Nach der erfolgreichen Friedenskonferenz Einstein weiterdenken im Einsteinjahr 2005 veranstalteten die Deutsche Stiftung Friedensforschung und das Forum InformatikerInnen für Frieden und gesellschaftliche Verantwortung gemeinsam mit weiteren Partnern am 29. und 30. September in Berlin die Tagung Informatik und Rüstung.
Die Informatik hat sowohl im Einsatz für militärische Zwecke als auch im Kontext zivil genutzter Sicherheits- und Überwachungstechnologien erheblich an Bedeutung gewonnen.

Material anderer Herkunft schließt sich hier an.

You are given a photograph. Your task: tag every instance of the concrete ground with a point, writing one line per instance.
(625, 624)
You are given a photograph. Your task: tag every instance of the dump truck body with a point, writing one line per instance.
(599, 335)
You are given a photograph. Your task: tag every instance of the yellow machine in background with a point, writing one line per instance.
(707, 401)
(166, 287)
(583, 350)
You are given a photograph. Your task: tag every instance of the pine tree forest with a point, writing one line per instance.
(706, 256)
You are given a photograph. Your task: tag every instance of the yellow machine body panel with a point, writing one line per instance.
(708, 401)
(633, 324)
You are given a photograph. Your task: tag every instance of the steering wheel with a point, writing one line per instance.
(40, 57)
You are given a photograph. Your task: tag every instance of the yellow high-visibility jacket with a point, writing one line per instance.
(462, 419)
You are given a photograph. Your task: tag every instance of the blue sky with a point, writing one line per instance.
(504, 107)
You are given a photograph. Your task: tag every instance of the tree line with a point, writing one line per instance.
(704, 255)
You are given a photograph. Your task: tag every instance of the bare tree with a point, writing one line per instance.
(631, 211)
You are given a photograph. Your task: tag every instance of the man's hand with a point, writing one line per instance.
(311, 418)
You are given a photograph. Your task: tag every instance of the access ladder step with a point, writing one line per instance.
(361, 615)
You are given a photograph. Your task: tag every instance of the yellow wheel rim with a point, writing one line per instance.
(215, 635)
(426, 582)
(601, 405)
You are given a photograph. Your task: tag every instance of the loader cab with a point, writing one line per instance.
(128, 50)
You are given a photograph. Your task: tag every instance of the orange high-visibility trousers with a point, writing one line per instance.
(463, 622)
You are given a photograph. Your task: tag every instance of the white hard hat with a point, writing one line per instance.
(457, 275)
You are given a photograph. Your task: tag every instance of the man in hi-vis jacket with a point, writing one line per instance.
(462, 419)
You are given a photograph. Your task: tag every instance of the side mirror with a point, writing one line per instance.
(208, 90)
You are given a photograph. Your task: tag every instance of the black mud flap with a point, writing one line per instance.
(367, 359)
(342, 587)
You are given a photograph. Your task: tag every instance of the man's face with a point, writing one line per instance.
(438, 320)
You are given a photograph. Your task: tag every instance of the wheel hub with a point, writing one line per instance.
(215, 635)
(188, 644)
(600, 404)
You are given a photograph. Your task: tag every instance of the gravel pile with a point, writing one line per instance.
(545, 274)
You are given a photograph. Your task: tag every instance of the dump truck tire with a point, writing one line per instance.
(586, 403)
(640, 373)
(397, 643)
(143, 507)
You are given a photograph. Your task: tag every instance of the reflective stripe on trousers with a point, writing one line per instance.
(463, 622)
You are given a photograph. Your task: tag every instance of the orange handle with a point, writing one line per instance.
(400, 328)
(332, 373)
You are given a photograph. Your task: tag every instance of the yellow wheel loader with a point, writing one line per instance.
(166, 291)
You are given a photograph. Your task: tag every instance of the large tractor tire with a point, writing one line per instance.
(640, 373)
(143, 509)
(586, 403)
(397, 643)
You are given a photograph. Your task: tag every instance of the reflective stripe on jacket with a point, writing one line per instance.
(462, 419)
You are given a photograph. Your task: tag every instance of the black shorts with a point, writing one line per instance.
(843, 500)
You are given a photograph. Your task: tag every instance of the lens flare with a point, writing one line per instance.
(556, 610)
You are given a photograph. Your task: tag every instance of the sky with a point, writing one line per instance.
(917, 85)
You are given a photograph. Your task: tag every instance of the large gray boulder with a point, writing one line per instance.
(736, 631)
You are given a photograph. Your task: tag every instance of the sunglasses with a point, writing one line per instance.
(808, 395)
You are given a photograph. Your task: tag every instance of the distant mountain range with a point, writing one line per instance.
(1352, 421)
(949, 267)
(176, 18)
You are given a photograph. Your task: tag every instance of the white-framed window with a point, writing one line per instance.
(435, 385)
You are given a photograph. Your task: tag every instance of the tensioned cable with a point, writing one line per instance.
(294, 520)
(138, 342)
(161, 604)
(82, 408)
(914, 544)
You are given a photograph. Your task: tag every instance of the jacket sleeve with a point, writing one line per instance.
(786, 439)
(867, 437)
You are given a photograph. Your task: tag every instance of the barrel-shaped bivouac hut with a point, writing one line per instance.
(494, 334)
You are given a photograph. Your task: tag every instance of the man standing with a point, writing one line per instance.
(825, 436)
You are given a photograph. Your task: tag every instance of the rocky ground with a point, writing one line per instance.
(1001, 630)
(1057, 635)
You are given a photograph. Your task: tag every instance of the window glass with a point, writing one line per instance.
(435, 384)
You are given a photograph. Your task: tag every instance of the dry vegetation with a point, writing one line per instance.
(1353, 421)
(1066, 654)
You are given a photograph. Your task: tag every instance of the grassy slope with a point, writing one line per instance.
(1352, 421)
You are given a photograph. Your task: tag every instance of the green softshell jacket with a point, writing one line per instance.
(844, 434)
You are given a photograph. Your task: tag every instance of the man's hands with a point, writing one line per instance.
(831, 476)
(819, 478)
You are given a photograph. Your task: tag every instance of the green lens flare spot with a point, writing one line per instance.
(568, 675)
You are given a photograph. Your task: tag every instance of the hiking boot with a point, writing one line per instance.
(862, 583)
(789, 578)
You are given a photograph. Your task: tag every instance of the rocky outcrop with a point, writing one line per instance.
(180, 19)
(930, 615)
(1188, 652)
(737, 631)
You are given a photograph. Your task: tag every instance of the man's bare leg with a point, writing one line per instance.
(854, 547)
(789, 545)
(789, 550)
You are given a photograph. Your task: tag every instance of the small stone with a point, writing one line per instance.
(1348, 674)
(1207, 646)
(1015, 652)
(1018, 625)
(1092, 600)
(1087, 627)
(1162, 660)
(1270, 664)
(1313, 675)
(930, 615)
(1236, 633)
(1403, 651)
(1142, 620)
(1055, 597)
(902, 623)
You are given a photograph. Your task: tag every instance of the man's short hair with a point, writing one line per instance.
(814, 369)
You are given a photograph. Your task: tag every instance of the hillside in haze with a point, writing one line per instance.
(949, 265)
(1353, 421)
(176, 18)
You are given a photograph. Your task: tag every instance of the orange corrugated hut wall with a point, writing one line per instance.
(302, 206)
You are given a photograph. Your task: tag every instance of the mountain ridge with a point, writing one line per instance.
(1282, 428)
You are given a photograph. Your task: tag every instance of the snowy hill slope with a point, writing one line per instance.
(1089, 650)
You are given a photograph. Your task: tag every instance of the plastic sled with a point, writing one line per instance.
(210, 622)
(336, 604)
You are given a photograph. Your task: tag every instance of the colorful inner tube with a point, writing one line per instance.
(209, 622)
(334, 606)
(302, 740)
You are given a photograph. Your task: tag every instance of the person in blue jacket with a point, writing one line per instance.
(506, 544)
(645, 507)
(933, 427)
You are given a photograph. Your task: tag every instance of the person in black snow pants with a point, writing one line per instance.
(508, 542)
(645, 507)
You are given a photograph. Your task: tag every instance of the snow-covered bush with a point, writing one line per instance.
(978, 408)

Anlässlich des Informatikjahres sollten im Rahmen der Veranstaltung daher sicherheitspolitische Folgen des militärischen Einsatzes von Informationstechnologien ebenso diskutiert werden wie die Perspektiven und Risiken informationstechnischer Entwicklungen für das Zivilleben.
Konrad Zuse, Alan Turing, John von Neumann: Mit diesen Namen ist historisch die Entwicklung moderner Rechenmaschinen verbunden. Computer und Informatik entstehen in Zeiten des Krieges. Ihre Entwicklung ist eng verwoben mit militärischen Interessen.
Ende der 60er Jahre des 20. Jahrhunderts begann mit der Entwicklung der Grundlagen für Internet und kleine Rechenmaschinen, die jedenfalls teilweise Ablösung der Informatik von ihren militärischen Bindungen. Der technologische und ökonomische Schub im Kontext der massenhaften wirtschaftlichen und privaten Nutzung von elektronischer Datenverarbeitung durch PC und Internet bildete zugleich einen Ausgangspunkt für das neuartige sicherheitspolitische Gewicht der Informationstechnologie wie auch für zivil genutzte Überwachungstechnologien.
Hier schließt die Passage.